Asal Usul Halal Bihalal dan Tukang Martabak India

Eramuslim – Insya Allah, umat muslim di tanah air besok akan mengakhiri puasa Ramadan dan merayakan Idul Fitri. Selain itu, ada istilah lain yang cuma ada Nusantara terkait Idul Fitri atau Lebaran ini, yakni ‘Halal Bihalal’.

Dalam acara halal bi halal 1431 H Lembaga Dakwah Iislam Indonesia (LDII) di Sekretariat DPP LDII Jakarta, 8 Oktober 2010, Ketua MUI Umar Shihab menyitir penjelasan Buya Hamka dalam sebuah wawancara bahwa makna halal bihalal adalah bertemunya pribadi-pribadi yang suci yang telah serius menggembleng dirinya selama Ramadan.

“Halal itu suci, bersih, baik. Halal bi halal adalah upaya mempertemukan pribadi-pribadi yang baik yang telah sungguh-sungguh menjalankan ibadah Ramadhan, begitu keterangan Buya,” kata Umar.

Di acara yang sama, Katib Aam PBNU, KH Malik Madani mengatakan, halal bi halal adalah kearifan lokal yang perlu dipelihara untuk mempertahankan ukhuwah Islamiyah.

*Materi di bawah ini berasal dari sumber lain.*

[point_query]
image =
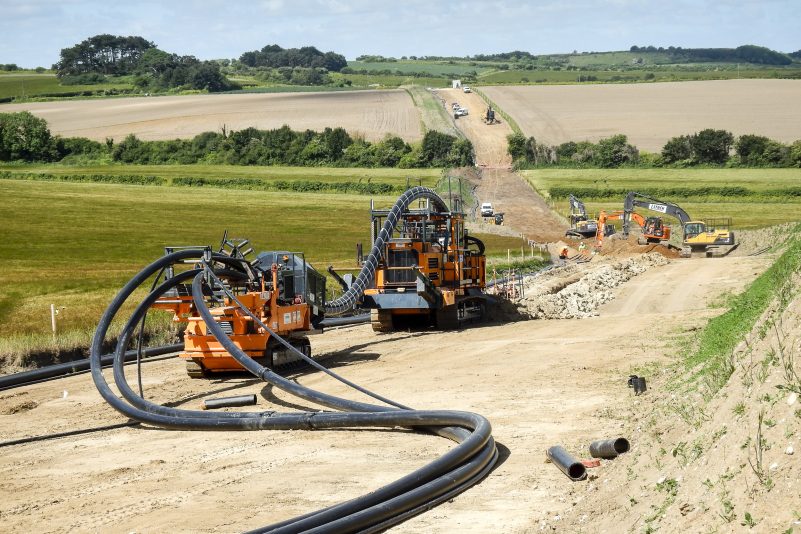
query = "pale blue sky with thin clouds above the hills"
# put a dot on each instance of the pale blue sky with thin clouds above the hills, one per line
(33, 32)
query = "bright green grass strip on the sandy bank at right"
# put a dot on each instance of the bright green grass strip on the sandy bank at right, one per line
(711, 359)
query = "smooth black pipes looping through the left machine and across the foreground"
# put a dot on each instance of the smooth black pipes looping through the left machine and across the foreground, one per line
(455, 471)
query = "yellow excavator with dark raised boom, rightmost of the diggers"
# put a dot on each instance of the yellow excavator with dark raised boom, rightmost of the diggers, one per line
(697, 236)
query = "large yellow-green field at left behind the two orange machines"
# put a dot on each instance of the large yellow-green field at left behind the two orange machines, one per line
(75, 244)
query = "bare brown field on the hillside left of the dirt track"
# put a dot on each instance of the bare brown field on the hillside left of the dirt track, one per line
(372, 114)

Ilustrasi: Nadia Permatasari W)

Menurutnya, inti persaudaraan yang Islami adalah yang mengedepankan nurani dan lebih produktif, lebih mengayomi keutuhan bangsa kita yang majemuk, daripada ukhuwah diniyah yang jahiliyah.

Lainlagi dengan kesaksian mantan Dirjen Pengawasan Obat dan Makanan Kementerian Kesehatan Sunarto Prawirosujanto. Dalam ingatan lelaki kelahiran Solo 1927 itu, istilah ‘halal bihalal’ telah ada sejak zaman kolonial Belanda. Dalam biografi, 70 Tahun Drs. Sunarto Prawirosujanto: Rintisan Pembangunan Farmasi Indonesia, 1997, karya Abdul Mun’im, yang dicuplik Wieke Gur di bahasakita.com, 22 Agustus 2009, perkataan halalbihalal sudah ada sejak sekitar 1935-1936.